The quote, "All models are wrong, but some are useful" comes to mind. The OSI model is useful but far from perfect. But you'd be doing students a disservice if you don't teach them about it at a minimum because the OSI model is part of the networking vernacular.
I think there are good arguments to be made that the OSI model has too many layers to be useful. My favorite description of the IP networking model is that IP is the "narrow waist" of internet protocols. Lower levels can vary and upper levels can vary, but IP remains constant (which is why IPv6 is such a nightmare whereas all the other protocols below and above IP have changed significantly with less effort).
The main utility the OSI model has served me is being able to recite it for job interviews.

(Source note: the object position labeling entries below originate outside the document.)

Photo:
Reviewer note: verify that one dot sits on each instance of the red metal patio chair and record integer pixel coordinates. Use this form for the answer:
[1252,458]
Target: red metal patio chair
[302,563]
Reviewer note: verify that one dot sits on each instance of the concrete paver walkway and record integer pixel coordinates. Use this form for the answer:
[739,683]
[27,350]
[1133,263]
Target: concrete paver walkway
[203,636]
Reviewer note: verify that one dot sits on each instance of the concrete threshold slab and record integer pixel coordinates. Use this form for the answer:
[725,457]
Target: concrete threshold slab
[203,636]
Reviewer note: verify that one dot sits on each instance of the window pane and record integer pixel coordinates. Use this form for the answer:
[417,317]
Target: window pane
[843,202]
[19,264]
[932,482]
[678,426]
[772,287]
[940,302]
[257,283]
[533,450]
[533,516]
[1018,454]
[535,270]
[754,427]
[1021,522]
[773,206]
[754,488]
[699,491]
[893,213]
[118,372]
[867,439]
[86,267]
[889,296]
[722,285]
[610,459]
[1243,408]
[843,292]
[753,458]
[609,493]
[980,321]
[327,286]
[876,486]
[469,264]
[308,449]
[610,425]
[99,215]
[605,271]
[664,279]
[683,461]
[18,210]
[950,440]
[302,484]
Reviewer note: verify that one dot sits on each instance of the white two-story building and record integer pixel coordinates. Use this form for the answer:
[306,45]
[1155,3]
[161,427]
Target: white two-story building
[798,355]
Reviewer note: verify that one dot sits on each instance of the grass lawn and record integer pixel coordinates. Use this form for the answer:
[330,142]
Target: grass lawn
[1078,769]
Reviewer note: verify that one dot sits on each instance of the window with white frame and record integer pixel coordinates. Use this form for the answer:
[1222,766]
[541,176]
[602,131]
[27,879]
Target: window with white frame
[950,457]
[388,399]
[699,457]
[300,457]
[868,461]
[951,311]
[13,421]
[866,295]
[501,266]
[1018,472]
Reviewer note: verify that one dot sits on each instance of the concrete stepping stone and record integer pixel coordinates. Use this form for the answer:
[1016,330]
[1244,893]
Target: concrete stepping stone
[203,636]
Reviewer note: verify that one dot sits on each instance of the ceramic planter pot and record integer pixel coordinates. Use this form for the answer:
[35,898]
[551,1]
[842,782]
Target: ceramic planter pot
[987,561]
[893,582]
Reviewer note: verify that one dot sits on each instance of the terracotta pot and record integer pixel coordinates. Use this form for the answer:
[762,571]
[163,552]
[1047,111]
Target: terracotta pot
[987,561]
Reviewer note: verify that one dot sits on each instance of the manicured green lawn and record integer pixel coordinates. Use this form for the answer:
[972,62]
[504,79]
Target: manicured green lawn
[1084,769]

More honestly, though, I think the OSI model can be used very constructively in teaching by contrasting it with IP. IP is simpler and also less feature-rich; you can learn a lot about IP by noticing which aspects of the OSI model were "left out" from IP (putting it that way muddles the timeline but probably also isn't that inaccurate) and how it varies from what was designed at one point as a "complete" protocol set. But this is all a part of my larger philosophy of a "historical approach" to teaching networking. It's not too uncommon for instructors to do this by discussing X.25 and/or ALOHA early on and then comparing/contrasting IP, but for whatever reason it is typical to introduce the OSI model alongside IP without the historical context of what the OSI model is and isn't useful for today.